Morreu a cientista espanhola Margarita Salas, pioneira em biotecnologia

(Arquivo) Pesquisador trabalha no Instituto Universitário do Câncer da cidade francesa de Toulouse

A cientista espanhola Margarita Salas, promotora de uma patente que mudou a forma de trabalhar com o DNA em oncologia, morreu nesta quinta-feira, em Madri, aos 80 anos, anunciou a instituição científica com a qual colaborava.

A bioquímica Margarita Salas foi discípula de Severo Ochoa, Prêmio Nobel de Fisiologia e Medicina em 1959, e continuava pesquisando para o Conselho Superior de Pesquisas Científicas (CSIC), um organismo público espanhol.

Salas se destacou como a criadora de uma patente que permite amplificar o DNA "de forma simples, rápida e confiável", destacou o CSIC em um comunicado.

Sua contribuição parte da descoberta de uma enzima do vírus phi29. Tal enzima recebe o nome de polimerase, que é um elemento-chave do DNA e permite ampliá-lo para lê-lo melhor e obter mais informações dele.

Em junho passado em Viena, ao receber o Prêmio Inventor Europeu, concedido pelo Escritório europeu de patentes e marcas, ela explicou a utilidade desta patente na análise genética, forense e paleontológica.
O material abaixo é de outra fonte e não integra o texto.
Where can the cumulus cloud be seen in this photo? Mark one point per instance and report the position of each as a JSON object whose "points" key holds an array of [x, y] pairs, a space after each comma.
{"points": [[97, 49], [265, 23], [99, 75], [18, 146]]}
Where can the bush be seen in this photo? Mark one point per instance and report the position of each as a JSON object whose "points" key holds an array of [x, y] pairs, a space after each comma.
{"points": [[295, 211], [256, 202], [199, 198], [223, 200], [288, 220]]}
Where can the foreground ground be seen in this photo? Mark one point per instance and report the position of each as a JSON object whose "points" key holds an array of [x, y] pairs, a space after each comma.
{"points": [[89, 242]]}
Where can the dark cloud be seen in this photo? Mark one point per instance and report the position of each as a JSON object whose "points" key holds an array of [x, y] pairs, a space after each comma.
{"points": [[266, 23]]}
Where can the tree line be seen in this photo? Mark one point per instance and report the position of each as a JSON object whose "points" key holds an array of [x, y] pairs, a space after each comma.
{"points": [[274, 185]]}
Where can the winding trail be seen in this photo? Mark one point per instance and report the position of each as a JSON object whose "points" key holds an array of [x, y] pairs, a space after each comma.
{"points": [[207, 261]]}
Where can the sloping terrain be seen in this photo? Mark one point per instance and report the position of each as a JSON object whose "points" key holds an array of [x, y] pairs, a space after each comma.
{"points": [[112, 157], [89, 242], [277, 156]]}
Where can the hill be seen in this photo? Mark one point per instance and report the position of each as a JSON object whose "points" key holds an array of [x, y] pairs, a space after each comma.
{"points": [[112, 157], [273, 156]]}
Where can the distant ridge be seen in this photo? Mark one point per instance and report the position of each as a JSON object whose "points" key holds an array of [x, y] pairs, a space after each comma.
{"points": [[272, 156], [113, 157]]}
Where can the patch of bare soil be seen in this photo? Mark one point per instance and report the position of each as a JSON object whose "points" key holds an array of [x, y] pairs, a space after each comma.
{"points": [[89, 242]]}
"Quando você tem quantidades pequenas de DNA, como um cabelo encontrado em uma cena do crime ou em restos arqueológicos, esta DNA-polimerase amplia em milhões de vezes o DNA para que ele possa ser analisado, sequenciado e estudado", disse.
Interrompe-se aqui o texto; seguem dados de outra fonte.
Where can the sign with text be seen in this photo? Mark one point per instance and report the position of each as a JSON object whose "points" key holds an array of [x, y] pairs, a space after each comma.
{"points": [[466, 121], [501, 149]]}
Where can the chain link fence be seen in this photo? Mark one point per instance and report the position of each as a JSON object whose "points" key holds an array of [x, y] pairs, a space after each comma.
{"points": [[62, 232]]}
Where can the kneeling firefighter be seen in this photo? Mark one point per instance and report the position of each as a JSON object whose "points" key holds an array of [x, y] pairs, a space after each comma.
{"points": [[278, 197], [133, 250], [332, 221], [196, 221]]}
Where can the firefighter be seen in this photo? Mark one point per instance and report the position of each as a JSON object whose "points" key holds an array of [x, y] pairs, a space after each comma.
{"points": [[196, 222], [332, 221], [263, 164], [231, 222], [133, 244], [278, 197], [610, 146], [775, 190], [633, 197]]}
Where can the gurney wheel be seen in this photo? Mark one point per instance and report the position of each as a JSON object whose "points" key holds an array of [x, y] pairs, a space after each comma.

Na pesquisa sobre o câncer, a técnica desenvolvida por Salas permite ampliar e estudar em detalhe pequenas populações de células, suscetíveis de derivar em tumores.

A patente foi a mais rentável na história do CSIC, que descreveu Salas como "uma das maiores cientistas espanholas do século XX".

O astronauta Pedro Duque, ministro espanhol da Ciência, a apresentou como "uma das cientistas espanholas mais brilhantes da história" e "uma mulher pioneira", fundamental nos avanços de biologia molecular "que propiciaram o progresso da humanidade".